Líder informal – A “mão invisível” da liderança

No seu livro “Teoria dos sentimentos morais”, Adam Smith introduziu o conceito da “mão invisível”. Na sua opinião, a economia, desde que livre e sem intervenção de órgãos/ agentes externos, acaba sempre por se regular de forma automática, como se houvesse uma mão invisível por detrás de tudo. Poder-se-à dizer que os líderes informais são uma “mão invisível” da liderança?

 

Por Ricardo Caldeira, autor do livro “Liderança Emocional”

 

Regra geral, a palavra liderança está associada a quem vai à frente, quem está em primeiro, quem é melhor, quem sabe mais ou quem é a face mais visível de algo. Pois bem, também em regra, este pensamento está errado e é uma enorme falácia.
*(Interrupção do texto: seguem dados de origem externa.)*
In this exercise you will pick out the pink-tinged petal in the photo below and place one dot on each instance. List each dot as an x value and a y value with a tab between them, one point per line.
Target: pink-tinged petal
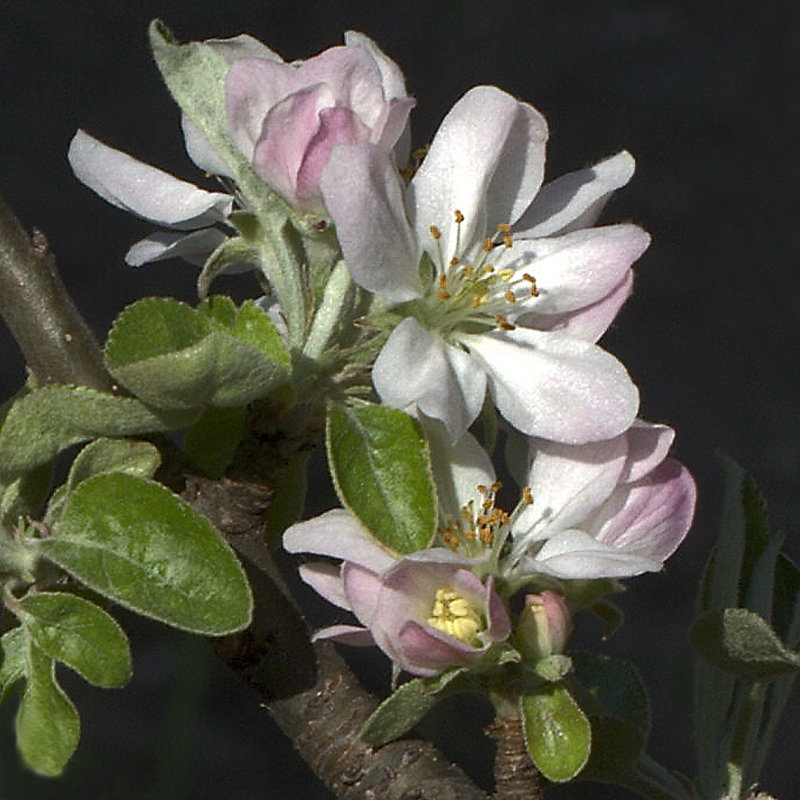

Líderes são aqueles que, não raras vezes, estão antes na retaguarda; são os últimos (a “abandonar o barco”), ajudam os outros a serem melhores (muitas vezes até mais do que eles próprios – e sem se importarem com isso), criam as condições para a sua evolução, para o seu maior conhecimento e desenvolvimento, e, na maioria das vezes, são a variável menos exposta da equação.

Quantas pessoas conhecemos e quantas vezes nos deparamos com aquilo a que se chama líderes informais? Líderes Informais são pessoas que, pela sua essência, carácter e personalidade, se “impõem” de forma natural perante os demais, sem que necessitem, para esse efeito, de qualquer cargo de liderança, e sem que hierarquicamente tenham algum estatuto ou posição de comando. Credibilidade e influência são, a este propósito, as palavras-chave, e que estão na base desta assumpção. Credibilidade e influência essas que resultam da mescla de requisitos tão díspares como autenticidade, confiabilidade, criatividade, ética, inovação, inteligência, orientação para resultados e solution-focused. Por outro lado, relacionamentos e conexões são a sua essência.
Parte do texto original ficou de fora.